1. azathioprine (Imuran)
1. MOA: probably interferes with DNA synthesis in cells mediating the immune response (acts like
antimetabolic drugs in cancer)
1. Structurally similar to purines which are endogenous substances the cell normally uses (so it acts
as a false ingredient that competes with the naturally occurring substances to slow down and
disrupt DNA synthesis
2. Impaired nucleic acid synthesis slows down the replication of lymphocytes and other substances
that direct the immune response
1. Azathioprine directly limits the cellular proliferation through this inhibitory effect on DNA
synthesis and ultimately limits the production of humoral components (antibodies)
produced by these cells
2. AE: related to suppression of bone marrow function, including leukopenia, megaloblastic anemia, and similar
blood dyscrasias
1. Others include skin rash and GI distress (appetite loss, N/V); hepatic dysfunction (at high doses)
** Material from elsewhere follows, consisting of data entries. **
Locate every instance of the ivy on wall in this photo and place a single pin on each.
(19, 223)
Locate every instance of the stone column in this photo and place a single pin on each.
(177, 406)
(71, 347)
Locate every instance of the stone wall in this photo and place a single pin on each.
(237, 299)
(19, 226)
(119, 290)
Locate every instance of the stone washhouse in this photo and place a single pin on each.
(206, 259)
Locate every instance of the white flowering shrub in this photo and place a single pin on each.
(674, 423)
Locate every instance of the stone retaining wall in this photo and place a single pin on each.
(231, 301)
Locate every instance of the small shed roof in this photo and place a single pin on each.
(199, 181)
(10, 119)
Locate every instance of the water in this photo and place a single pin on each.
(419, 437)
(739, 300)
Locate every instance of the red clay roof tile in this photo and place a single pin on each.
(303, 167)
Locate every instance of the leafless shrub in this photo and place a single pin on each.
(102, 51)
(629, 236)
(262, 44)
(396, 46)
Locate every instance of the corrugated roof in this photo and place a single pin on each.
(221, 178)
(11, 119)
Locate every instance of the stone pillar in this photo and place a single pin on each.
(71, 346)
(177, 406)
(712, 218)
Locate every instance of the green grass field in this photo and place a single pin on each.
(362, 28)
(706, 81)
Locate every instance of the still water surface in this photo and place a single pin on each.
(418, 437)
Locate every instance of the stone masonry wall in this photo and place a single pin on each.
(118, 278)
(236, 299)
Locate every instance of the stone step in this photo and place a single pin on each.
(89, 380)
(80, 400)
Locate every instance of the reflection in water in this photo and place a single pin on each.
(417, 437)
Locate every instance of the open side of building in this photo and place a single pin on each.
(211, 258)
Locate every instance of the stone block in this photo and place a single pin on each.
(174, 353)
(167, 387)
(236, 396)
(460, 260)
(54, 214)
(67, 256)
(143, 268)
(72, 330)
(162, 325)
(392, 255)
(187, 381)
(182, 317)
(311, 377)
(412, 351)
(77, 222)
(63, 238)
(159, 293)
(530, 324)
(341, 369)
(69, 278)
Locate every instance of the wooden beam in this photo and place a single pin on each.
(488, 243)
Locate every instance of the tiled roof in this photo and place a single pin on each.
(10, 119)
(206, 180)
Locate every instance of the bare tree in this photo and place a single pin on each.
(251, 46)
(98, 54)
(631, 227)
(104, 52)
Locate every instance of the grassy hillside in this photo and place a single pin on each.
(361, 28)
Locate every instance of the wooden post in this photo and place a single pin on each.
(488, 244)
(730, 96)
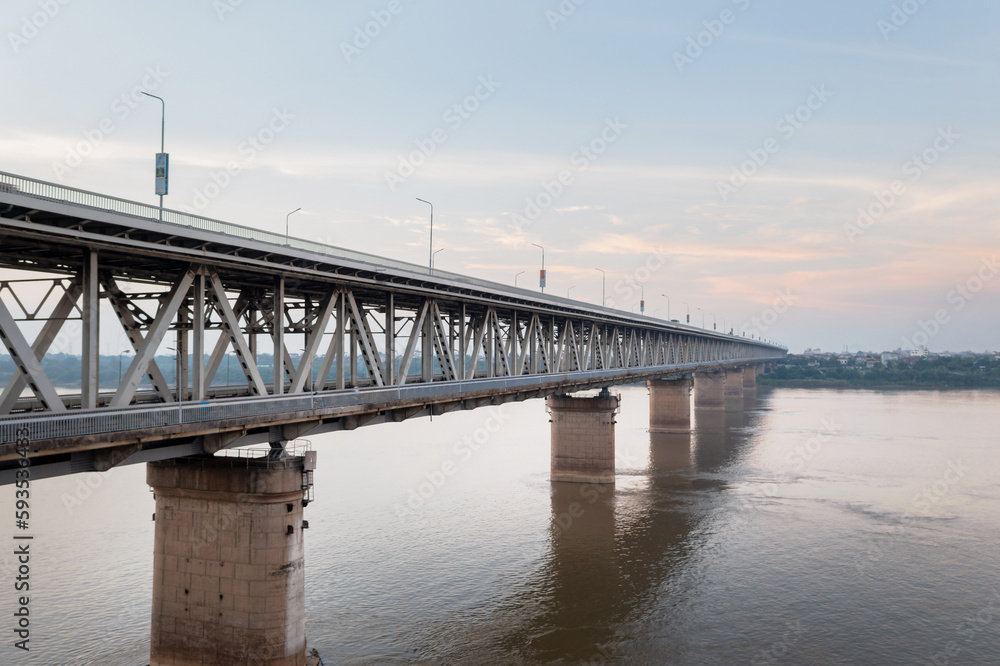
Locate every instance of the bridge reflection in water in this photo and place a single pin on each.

2. cyclophosphamide (Cytoxan, Neosar)- anticancer alkylating agent
1. MOA: causes the formation of strong cross-links between strands of DNA and RNA thus inhibiting DNA/RNA
replication and function in lymphocytes and other key cells, thus limiting the rapid proliferation of these cells
during the immune response- treats transplants, and autoimmune response of uveitis
2. AE: carcinogenic effects during long term use
1. Others include hematologic disorders (leukopenia, thrombocytopenia), cardiotoxicity,
nephrotoxicity, and pulmonary toxicity
3. cyclosporine (Neoral)- calcineurin inhibitor
1. MOA: inhibit calcineurin in lymphoid tissueàultimately suppresses T-cell activation, thus limiting the ability of
T cells to produce other chemical mediators that promote immune cell activity
1. Cyclosporine is one of the premier immunosuppresants because it is relatively selective for T cells
and its inhibition of a key component of the immune response
2. AE: nephrotoxicity (can range from mild, asymptomatic cases to severe kidney dysfunction); hypertension,
neurotoxicity; gingival hyperplasia; hair growth (hirsutism), and increased infections (these tend to be less
severe with cyclosporine than with other less-selective immunosuppressants
4. Glucocorticoids: Prednisone (Deltasone); Dexamethasone (Decadron); Methylprednisolone (Medrol)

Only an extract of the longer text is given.